Let me explain: The debt cap —now $14.3 trillion—is the legal maximum the federal government is allowed to borrow. Sometime over the next few months (maybe May, or maybe July, depending on how much cash Geithner has squirreled away in government coffers) the Treasury will reach that limit. And at that moment it will be legally barred from borrowing any more money.
This is not about defaulting on outstanding bonds, as Representative Michele Bachmann (R-MN) and others on the right insist, and as Geithner has clumsily threatened. It is about Treasury’s ability to borrow money to pay for commitments Congress has already made. Just weeks ago, Congress passed a budget for the remainder of 2011 that requires the government to borrow an average of more than $100-billion-a-month through September. If tax collections are insufficient to pay this bill--and they will be—there is only one other source of money, and that is to borrow it. It would be beyond irresponsible for lawmakers to bar Treasury from doing that.
As I noted last week, since Congress passed a budget that generates $2.2 trillion in taxes yet commits to spending $3.7 trillion, it has to fill that $1.5 trillion gap somewhere. This is not theoretical money. It is real cash that goes to real people--paychecks for members of the armed forces, payments to doctors who care for seniors, and wages of construction crews that are repairing the towns devastated by this week’s tornadoes.

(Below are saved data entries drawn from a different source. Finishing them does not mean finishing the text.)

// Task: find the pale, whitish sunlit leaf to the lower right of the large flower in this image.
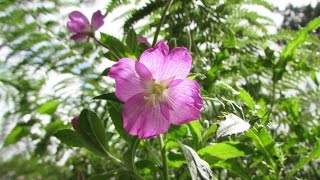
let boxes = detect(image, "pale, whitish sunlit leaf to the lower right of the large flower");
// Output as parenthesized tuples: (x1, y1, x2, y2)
(217, 113, 250, 138)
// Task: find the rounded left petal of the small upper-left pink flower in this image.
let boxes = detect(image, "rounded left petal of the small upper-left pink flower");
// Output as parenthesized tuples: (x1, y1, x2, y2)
(67, 11, 90, 33)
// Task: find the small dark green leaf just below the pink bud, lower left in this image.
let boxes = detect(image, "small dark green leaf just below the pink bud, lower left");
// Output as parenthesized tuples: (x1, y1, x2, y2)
(54, 129, 84, 147)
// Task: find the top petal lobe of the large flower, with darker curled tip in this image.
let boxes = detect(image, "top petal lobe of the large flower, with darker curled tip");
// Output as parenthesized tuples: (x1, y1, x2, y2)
(139, 41, 169, 80)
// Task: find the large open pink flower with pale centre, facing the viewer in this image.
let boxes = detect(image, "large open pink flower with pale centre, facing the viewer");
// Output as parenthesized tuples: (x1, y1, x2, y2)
(109, 41, 203, 139)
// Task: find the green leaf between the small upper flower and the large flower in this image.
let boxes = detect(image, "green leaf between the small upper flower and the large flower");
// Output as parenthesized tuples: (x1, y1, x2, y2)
(101, 33, 136, 59)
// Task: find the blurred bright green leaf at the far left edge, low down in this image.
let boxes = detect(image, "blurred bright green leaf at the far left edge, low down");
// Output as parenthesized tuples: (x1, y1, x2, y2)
(3, 125, 29, 147)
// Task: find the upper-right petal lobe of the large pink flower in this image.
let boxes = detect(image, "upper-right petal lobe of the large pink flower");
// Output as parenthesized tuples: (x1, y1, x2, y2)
(160, 47, 192, 80)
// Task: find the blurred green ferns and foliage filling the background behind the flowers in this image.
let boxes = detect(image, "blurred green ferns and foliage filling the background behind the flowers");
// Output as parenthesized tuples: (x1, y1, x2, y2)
(0, 0, 320, 179)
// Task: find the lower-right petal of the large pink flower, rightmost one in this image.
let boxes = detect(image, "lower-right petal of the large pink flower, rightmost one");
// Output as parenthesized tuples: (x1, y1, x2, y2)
(165, 79, 203, 125)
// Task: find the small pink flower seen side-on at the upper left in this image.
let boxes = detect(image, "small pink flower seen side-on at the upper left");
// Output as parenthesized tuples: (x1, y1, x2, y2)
(67, 10, 104, 41)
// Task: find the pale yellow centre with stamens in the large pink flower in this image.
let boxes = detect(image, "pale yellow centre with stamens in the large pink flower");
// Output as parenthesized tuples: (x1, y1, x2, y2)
(144, 81, 168, 107)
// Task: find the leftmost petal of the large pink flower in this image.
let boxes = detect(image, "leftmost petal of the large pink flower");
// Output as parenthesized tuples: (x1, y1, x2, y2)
(108, 58, 145, 102)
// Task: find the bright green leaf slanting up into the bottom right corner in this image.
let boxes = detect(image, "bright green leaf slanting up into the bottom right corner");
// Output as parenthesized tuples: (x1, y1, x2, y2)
(288, 139, 320, 179)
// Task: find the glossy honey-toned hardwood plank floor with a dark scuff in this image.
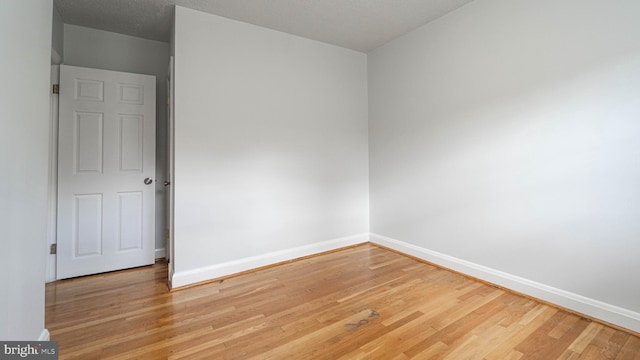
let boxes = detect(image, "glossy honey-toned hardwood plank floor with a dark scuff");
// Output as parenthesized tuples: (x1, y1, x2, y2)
(46, 244, 640, 360)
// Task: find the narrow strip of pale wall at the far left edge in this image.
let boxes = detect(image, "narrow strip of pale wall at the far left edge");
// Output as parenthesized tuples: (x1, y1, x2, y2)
(0, 0, 53, 341)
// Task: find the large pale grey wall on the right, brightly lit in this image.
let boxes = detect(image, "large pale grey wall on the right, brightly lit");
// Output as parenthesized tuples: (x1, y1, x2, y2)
(368, 0, 640, 318)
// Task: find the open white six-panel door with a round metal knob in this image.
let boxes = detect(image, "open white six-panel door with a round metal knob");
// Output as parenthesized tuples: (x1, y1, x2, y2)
(56, 65, 156, 279)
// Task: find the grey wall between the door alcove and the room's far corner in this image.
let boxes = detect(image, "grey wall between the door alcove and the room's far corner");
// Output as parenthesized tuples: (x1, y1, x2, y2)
(174, 7, 368, 282)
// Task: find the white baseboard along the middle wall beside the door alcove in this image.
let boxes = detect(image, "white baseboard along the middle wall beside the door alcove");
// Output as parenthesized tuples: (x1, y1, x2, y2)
(171, 233, 369, 288)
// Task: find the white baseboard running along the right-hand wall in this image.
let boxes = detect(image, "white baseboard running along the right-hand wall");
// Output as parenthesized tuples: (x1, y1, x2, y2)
(370, 233, 640, 332)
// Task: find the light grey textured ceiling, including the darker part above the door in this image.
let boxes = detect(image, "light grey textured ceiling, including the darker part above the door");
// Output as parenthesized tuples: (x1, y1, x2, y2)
(54, 0, 472, 52)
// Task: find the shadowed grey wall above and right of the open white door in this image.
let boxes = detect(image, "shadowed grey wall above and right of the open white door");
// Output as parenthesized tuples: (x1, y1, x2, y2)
(64, 24, 169, 256)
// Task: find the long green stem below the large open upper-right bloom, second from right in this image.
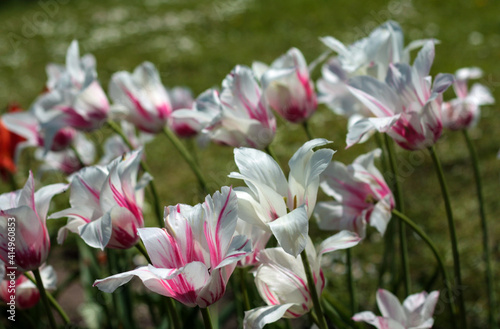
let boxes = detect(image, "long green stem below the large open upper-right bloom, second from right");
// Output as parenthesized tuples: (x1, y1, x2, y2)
(429, 146, 467, 329)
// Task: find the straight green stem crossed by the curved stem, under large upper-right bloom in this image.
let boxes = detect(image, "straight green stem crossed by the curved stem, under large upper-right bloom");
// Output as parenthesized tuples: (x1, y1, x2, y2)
(384, 134, 411, 296)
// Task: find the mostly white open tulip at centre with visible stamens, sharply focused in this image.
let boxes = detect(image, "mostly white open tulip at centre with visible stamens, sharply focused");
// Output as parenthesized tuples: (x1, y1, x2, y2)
(229, 138, 335, 257)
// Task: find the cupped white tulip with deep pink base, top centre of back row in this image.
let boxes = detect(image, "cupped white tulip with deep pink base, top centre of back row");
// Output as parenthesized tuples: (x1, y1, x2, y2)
(261, 48, 318, 123)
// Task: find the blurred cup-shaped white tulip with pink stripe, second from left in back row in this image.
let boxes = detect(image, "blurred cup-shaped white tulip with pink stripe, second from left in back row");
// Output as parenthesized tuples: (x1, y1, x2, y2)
(109, 62, 172, 133)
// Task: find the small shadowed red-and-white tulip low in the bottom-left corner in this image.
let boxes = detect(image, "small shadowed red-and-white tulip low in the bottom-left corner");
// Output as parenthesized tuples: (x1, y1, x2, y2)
(0, 266, 57, 309)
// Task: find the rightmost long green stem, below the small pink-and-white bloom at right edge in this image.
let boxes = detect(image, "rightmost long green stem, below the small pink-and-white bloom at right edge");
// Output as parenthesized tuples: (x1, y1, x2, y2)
(462, 129, 498, 329)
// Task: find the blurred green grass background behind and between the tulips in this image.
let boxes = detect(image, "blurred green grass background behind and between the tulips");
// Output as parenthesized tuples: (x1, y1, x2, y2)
(0, 0, 500, 328)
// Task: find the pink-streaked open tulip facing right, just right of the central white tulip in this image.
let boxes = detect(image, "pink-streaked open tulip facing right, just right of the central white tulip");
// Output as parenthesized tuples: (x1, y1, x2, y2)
(315, 149, 394, 238)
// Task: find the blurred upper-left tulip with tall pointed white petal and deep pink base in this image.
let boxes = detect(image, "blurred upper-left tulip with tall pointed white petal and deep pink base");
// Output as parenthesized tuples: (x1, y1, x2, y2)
(31, 41, 109, 151)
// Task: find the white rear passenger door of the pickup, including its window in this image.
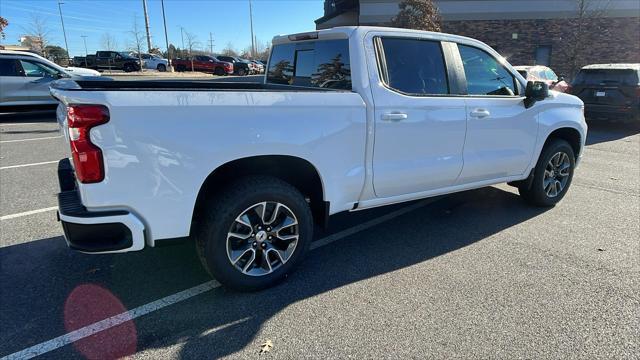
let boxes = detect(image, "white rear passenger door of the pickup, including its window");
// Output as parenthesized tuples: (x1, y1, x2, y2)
(367, 34, 466, 197)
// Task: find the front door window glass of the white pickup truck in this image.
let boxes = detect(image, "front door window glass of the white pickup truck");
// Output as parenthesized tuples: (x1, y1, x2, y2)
(458, 45, 516, 95)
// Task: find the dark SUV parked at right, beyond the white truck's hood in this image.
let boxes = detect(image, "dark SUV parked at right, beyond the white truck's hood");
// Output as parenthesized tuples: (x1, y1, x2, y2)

The long-term consequences of breaching the debt cap are even more serious. Every fiscal plan on the table, including the budget adopted by the House Republicans, would require the government to borrow trillions of dollars over the next decade. Every single one. The House budget, for instance, would require the government to borrow $1 trillion next year and $5 trillion over the next decade. With no debt limit extension, Treasury simply could not borrow that money. Thus, even after deeply cutting spending, Congress would have to raise taxes by $5 trillion. I somehow suspect that House GOP leadership is disinclined to do this.
Now it may also be true that the financial markets would go into a tailspin if Congress bars the U.S. from net new borrowing—a response that could sharply drive up interest rates. But that is speculation. By contrast, we know for certain what would happen to the fiscal situation.
There are only three options: Congress would have to boost the debt ceiling, adopt a massive trillion dollar-plus tax increase, or slash the government by more than one-third. Overnight. In the midst of a still-recovering economy. I anxiously await Rep. Bachmann’s detailed plan to do this.
The closer you look, the more you realize what a stupid debate this really is.